Integra noted in an investor presentation earlier this year that it now has a more attractive customer mix thanks to increased investments in the enterprise space.
The company also is dedicated to expanding its product portfolio and growing its Ethernet footprint, Harding said. Integra is directly connected to more than 1,800 buildings, including 1,438 commercial buildings, according to an investor presentation that was held in late February at a J.P. Morgan conference.
Harding joined Integra in September 2011, a few months before Kevin O’Hara was named CEO of the company. The men previously worked together at Level 3 Communications where O’Hara was a co-founder and served as president.
Asked whether O’Hara has said anything about an incentive to acquire another CLEC or merge, Harding indicated that Integra currently is focused on organic growth. “Right now we are very much focused on driving growth within the markets we serve today,” he said. “We want to continue to invest in our fiber footprint putting more buildings on net.
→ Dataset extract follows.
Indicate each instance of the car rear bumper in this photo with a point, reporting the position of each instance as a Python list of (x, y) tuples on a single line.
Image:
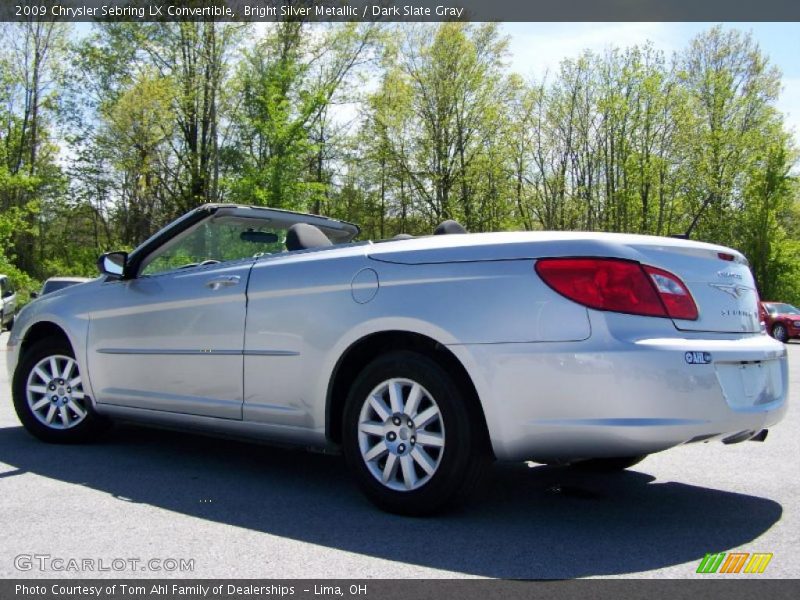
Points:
[(567, 401)]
We’re going to continue to invest in new product capabilities.”
“When we feel like we are firing on all cylinders within our markets … I think it’s reasonable that we would look for acquisition-type opportunities,” Harding said, “but it’s not by any means our main focus.”
Founded in 1996, Integra has invested more than $2 billion in its network and provides communications, cloud solutions and networking to businesses in 35 metropolitan markets in the western United States. The company also has a wholesale business through its Electric Lightwave subsidiary.
Integra’s revenues actually declined last year while its loss slighly narrowed. Integra reported a net loss of $93.5 million on revenues of almost $600 million. In 2010, the company reported a net loss of $114.5 million on revenues of $616.1 million.
Integra anticipates “modest” growth in its 2012 revenues as the company returns to positive free cash flow. Integra projects that revenues will grow in the mid to upper single digits from 2013 to 2015.
In February, Integra named a new chief financial officer, Jesse Selnick. The company had gone without a CFO for a few years, according to a spokesperson for the company.
Integra may be hoping that Selnick can raise the company’s profile in the investor community.
“People don’t appreciate the assets we have in terms of the fiber footprint. They don’t appreciate the traction we’ve made in serving those enterprise customers,” Harding said when asked about the new CFO. “I think Kevin came in and recognized to get better awareness within the financial community and attract more investment capital for the business, we needed someone [who] understands that market … better.”